I like your use of Gen 3:8-10. It highlights the fact that the truth still resided in Adam. And this gives insight into this paragraph:
**1707 “Man, enticed by the Evil One, abused his freedom at the very beginning of history.” He succumbed to temptation and did what was evil. He still desires the good, but his nature bears the wound of original sin. He is now inclined to evil and subject to error:
Man is divided in himself. As a result, the whole life of men, both individual and social, shows itself to be a struggle, and a dramatic one, between good and evil, between light and darkness.**
So Adam is conflicted/divided. All other creation, except men and angels, comply perfectly with God’s law: rocks, plants, insects, and animals- all true to their natures, aligned with God’s will. Man is torn between the truth of who he is and who he wants to be-or thinks he wants to be. Rom 7 also addresses this situation from the perspective of concupiscence, man torn between desires because he’s already torn within, between himself as god, or God as God.
It seems that God made Adam perfect in every way except to make his will perfectly or necessarily formed/aligned with truth, aligned with His will IOW. To put it another way, God made man’s will free. So why did Adam, with intellect, reason, self-mastery, and full knowledge, sin against his Creator? Why would he abuse his free will? It seems to me that the very limitations that are inherent in a creature, limitations that demand recognition of and obedience to his Creator are, almost ironically, the very limitations (i.e. imperfection) that allow for the possibility of sin. IOW Adam lacks the perfection of God, and therefore can lack the perfect wisdom of God? And it seems to me that the paragraphs you mentioned earlier then apply to Adam as well as his descendants:
**1731 Freedom is the power, rooted in reason and will, to act or not to act, to do this or that, and so to perform deliberate actions on one’s own responsibility. By free will one shapes one’s own life.
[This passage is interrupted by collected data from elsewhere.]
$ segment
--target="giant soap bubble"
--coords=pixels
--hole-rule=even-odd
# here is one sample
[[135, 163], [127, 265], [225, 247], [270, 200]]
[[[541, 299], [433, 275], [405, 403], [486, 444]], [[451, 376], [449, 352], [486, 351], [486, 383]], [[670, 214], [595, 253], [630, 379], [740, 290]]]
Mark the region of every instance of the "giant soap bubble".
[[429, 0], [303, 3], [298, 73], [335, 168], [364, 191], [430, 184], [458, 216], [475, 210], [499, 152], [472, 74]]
Human freedom is a force for growth and maturity in truth and goodness; it attains its perfection when directed toward God, our beatitude.
1732 As long as freedom has not bound itself definitively to its ultimate good which is God, there is the possibility of choosing between good and evil, and thus of growing in perfection or of failing and sinning. This freedom characterizes properly human acts. It is the basis of praise or blame, merit or reproach.**
Perfecting is a
process in God’s plan for His universe.
Did Adam believe God? If a man, standing on a precipice, is known by observers to have a sound mind, knowing full-well that he would die if he were to jump, what should their conclusion be if, indeed, he jumped? Either he wanted to die, or, somehow, he decided-
he believed- (he decided to believe?) that he wouldn’t die after all, in spite of the knowledge that should’ve been innate, the knowledge he
should’ve believed and acted upon. It seems to me that Adam’s act of disobedience was simultaneously the first act of disbelief, the loss, by rejection, of faith in God-the faith, BTW, which Jesus came to restore. Adam had to learn that what he’d been told, was, in fact, the truth. Adam had to learn what we all need to learn: of the infinite superiority, goodness, and trustworthiness of God and of our absolute need for Him.
"Let us put it very simply: man needs God, otherwise he remains without hope." Pope Benedict, Spe Salvi.